トロマの象徴的キャラクターをもとにした本作では、メルヴィン/トキシーが、毒性廃棄物の違法投棄で稼いだカネを懐に入れようとする市長夫人(レディ・メイヨレス)から、ニュージャージーの市民を救おうと立ち上がります。希望の光となるのは、毒で変異したミュータントと盲目の司書。彼らが手を組み、まるで500人…いや、実際はたった5人!のキャストが次々と生み出す大量のキャラクターたちを相手に、善と悪の攻防を繰り広げます。
映像演出を手がけたニック・モリスのもと、このプロダクションを支配するのは、デザイナーのタキスが作り上げた、発光する緑の有毒スライムが流れるパイプ群。ニック・ファーマンの照明がそれを鮮烈に浮かび上がらせます。スペリングと振付のルーシー・パンクハーストはアーツ・シアターの舞台を隅々まで使い切り、この“善vs悪”の見世物を小気味よく立ち上げています。5人のキャストがまるで小さな役者軍団のように見え、とりわけナタリー・ホープ、チー・フランシス、オスカー・コンロン=モーリーの振れ幅には驚かされるばかり。完全に“やってる側も分かってる”顔つきで、次に何をしでかすのかまったく読めません。
盲目の司書サラ役のエマ・サルヴォは、痛快なまでにキレッキレのコメディ芝居。
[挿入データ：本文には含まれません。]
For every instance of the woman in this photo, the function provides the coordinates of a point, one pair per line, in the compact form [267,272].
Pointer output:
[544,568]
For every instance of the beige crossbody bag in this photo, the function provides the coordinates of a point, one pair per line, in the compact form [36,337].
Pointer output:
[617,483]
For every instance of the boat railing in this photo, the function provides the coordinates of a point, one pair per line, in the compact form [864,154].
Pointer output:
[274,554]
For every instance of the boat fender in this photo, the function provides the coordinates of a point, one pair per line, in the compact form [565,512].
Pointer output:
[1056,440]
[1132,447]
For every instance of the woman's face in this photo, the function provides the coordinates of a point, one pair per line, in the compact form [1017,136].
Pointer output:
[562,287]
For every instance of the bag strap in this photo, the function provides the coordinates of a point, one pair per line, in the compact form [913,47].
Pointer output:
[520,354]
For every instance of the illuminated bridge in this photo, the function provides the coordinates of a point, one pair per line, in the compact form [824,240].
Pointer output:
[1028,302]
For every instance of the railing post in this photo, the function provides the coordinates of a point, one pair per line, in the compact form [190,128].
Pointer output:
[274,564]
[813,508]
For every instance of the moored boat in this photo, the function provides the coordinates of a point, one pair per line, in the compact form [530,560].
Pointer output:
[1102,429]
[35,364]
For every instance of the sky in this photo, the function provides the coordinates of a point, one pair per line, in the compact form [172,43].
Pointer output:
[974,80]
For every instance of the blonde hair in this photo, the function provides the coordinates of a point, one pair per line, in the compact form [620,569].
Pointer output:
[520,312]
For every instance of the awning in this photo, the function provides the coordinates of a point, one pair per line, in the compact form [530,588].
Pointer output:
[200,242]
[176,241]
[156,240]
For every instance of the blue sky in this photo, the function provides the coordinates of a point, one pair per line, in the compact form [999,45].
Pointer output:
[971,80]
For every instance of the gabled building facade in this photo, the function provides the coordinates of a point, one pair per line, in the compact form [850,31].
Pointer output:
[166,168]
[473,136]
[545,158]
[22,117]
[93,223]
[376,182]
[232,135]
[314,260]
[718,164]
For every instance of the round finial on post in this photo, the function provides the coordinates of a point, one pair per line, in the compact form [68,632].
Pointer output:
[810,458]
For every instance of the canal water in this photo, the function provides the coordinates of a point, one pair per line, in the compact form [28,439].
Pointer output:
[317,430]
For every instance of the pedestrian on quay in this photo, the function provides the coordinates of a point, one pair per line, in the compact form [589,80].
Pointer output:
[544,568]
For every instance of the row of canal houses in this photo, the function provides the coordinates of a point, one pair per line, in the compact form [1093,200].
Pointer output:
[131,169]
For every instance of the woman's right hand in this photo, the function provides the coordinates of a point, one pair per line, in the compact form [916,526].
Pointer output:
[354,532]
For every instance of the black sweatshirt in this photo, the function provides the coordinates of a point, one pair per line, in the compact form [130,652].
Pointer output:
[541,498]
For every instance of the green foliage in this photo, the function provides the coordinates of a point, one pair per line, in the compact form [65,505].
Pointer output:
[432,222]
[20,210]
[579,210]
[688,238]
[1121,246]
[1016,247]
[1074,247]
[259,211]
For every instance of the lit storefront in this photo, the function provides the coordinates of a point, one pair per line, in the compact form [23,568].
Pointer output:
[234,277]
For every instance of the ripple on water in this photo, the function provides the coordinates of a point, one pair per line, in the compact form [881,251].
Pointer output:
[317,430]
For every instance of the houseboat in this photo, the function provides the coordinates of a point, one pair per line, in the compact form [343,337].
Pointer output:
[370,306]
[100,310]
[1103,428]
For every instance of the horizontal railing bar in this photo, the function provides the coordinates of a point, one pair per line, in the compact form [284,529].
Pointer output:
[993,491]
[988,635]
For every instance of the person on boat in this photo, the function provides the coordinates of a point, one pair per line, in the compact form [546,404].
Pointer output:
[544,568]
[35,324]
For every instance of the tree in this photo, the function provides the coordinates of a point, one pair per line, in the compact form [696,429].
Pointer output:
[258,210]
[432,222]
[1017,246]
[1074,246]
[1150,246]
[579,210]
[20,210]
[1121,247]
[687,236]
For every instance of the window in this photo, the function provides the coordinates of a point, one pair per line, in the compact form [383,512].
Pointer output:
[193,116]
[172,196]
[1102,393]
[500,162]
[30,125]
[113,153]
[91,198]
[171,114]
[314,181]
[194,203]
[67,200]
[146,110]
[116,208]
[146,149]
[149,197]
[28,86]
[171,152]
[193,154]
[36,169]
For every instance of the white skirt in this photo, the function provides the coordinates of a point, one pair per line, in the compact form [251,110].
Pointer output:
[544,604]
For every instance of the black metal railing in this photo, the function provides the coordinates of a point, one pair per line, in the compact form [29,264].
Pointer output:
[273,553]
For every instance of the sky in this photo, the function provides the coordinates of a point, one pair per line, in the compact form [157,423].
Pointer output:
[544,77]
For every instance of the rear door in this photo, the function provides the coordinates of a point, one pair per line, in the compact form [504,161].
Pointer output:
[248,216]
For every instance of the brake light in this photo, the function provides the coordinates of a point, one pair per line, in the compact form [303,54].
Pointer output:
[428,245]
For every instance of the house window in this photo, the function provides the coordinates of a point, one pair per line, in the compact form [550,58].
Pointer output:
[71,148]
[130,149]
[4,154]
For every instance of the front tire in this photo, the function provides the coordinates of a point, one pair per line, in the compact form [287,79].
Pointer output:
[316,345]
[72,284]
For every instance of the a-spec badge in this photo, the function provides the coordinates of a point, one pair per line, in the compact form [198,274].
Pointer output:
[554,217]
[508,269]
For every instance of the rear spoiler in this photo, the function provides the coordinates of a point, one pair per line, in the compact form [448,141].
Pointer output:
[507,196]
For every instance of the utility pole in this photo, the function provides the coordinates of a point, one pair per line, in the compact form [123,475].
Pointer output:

スクリーン越しでも抜群に映え、私は笑いすぎてお腹が痛くなるほどでした。もちろん、政治的に正しいとは到底言えない種類のユーモアですが、『キャリー・オン』シリーズを生んだ国の観客にとっては、むしろ大歓迎。その結果として、近年ミュージカルの舞台で観た中でも屈指の爆笑シーンがいくつも生まれています。
メルヴィン/トキシーを演じるベン・アイリッシュは、オタクっぽさと変身後のヒーロー像を絶妙に半々で成立させ、この“分単位で笑える”ミュージカルを牽引します。アイリッシュをはじめカンパニー全員の息は終始ぴったり。舞台上で心底楽しんでいるのが伝わり、その感染力のある楽しさが客席に、そして映像にもまっすぐ広がっていきます。
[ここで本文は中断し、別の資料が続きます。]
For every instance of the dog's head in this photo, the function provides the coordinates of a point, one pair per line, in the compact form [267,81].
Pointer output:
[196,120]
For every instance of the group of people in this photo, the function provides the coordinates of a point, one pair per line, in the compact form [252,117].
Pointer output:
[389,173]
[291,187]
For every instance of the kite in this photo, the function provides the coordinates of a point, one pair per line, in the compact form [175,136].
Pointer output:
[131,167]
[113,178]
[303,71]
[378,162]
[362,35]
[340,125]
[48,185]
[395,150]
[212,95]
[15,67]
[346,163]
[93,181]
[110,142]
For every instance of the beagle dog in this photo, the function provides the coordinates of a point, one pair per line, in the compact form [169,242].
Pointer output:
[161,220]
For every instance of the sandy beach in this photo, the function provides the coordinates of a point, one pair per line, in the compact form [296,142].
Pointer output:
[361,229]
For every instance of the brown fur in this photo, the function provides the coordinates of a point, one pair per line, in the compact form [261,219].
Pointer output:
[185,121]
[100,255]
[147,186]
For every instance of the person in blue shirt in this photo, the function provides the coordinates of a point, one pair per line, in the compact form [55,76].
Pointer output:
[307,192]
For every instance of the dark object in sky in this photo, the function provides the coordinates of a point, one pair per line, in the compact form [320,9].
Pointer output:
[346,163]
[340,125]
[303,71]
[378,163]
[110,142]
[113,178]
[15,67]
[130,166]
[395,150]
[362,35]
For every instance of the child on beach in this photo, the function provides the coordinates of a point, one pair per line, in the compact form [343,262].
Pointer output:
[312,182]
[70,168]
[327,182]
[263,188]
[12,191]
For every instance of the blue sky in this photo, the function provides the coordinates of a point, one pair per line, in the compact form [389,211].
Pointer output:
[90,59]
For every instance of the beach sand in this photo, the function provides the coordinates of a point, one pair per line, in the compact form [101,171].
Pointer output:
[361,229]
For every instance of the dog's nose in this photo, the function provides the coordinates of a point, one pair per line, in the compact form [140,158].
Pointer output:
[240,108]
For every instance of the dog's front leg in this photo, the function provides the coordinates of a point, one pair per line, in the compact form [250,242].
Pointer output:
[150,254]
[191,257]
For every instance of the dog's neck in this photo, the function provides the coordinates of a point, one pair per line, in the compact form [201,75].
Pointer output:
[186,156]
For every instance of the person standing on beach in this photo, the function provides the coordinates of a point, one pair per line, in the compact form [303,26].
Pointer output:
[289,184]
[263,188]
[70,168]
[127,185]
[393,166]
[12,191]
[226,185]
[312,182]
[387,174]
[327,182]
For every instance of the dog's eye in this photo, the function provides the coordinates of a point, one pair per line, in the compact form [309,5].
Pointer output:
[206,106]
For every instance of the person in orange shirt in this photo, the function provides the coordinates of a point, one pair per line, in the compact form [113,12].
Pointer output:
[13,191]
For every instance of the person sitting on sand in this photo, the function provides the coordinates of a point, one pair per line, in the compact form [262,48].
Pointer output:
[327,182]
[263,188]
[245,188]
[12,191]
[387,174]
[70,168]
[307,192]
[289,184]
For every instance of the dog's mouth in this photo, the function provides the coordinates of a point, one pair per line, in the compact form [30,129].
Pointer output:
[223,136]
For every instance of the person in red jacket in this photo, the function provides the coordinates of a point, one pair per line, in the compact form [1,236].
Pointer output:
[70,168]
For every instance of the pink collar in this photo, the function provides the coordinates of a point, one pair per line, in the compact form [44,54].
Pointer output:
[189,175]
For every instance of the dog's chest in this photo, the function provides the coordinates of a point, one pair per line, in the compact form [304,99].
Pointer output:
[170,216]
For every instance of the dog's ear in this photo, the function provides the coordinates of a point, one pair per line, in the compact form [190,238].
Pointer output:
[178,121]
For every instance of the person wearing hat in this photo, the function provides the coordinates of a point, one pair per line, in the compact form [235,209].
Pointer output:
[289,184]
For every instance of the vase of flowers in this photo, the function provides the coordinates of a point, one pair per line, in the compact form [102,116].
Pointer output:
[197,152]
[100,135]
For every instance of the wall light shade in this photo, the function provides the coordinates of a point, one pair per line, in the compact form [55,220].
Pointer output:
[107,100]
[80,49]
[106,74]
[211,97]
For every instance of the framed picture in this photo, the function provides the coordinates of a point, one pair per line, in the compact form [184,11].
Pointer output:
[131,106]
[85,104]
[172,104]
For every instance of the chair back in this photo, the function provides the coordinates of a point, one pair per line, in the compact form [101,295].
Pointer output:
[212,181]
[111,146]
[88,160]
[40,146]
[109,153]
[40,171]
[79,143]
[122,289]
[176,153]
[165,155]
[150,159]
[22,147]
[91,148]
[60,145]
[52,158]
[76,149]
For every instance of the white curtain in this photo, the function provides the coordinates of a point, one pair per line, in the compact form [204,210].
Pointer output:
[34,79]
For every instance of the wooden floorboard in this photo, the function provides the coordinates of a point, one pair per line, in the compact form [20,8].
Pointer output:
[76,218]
ブライアンとディピエトロは『ザ・トキシック・アベンジャー』を見事に構成し、このコミックな暴走機関車のような作品を推し進める、とびきりキャッチーな楽曲群を生み出しました。各ナンバーは、アレックス・ベーツチェン率いる舞台上のバンドに支えられ、キャストが全開の度胸と勢いで叩き込みます。
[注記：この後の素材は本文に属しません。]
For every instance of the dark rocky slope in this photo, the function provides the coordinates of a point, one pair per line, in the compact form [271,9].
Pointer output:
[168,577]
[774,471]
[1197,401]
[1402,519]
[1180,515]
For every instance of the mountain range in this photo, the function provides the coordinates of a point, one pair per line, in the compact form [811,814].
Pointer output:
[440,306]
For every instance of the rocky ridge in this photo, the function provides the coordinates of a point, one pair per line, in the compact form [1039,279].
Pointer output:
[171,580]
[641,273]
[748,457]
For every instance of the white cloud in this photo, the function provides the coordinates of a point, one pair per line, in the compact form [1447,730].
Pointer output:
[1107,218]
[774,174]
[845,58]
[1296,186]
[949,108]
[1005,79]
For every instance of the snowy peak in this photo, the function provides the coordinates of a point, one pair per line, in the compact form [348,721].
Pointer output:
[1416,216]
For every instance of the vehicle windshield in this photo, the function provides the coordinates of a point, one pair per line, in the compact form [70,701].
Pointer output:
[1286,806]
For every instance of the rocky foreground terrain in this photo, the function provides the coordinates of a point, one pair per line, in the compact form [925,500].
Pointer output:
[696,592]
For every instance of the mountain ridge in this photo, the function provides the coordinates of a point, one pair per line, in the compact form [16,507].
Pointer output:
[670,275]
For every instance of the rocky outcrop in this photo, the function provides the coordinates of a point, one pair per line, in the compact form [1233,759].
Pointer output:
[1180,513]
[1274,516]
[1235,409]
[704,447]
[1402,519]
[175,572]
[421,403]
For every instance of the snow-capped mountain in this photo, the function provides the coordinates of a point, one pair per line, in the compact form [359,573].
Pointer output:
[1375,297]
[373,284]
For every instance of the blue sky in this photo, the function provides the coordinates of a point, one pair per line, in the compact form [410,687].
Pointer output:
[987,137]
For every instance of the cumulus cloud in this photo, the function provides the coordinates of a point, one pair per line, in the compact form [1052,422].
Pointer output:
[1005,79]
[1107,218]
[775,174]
アーツ・シアターのようなウエストエンドの劇場で『ザ・トキシック・アベンジャー』が常設上演になったら最高でしょう(こうした作品をもっと長期で受け入れられる劇場が、今のロンドンには確実に必要です)。とはいえ、それが叶わないのなら、BroadwayHDで観られるこの素晴らしい収録版が次善の策。私はすでに何度も観ていますが、スペリングの演出がコミックの決定打へと展開していく中で、毎回なにか新しい発見があります。
BroadwayHDを大きなテレビにつないで、音量を上げて、仲間を呼び寄せましょう。たっぷりのスライム(オーズ)に備えつつ、『ザ・トキシック・アベンジャー』で一夜を笑いで“汚染”される覚悟を。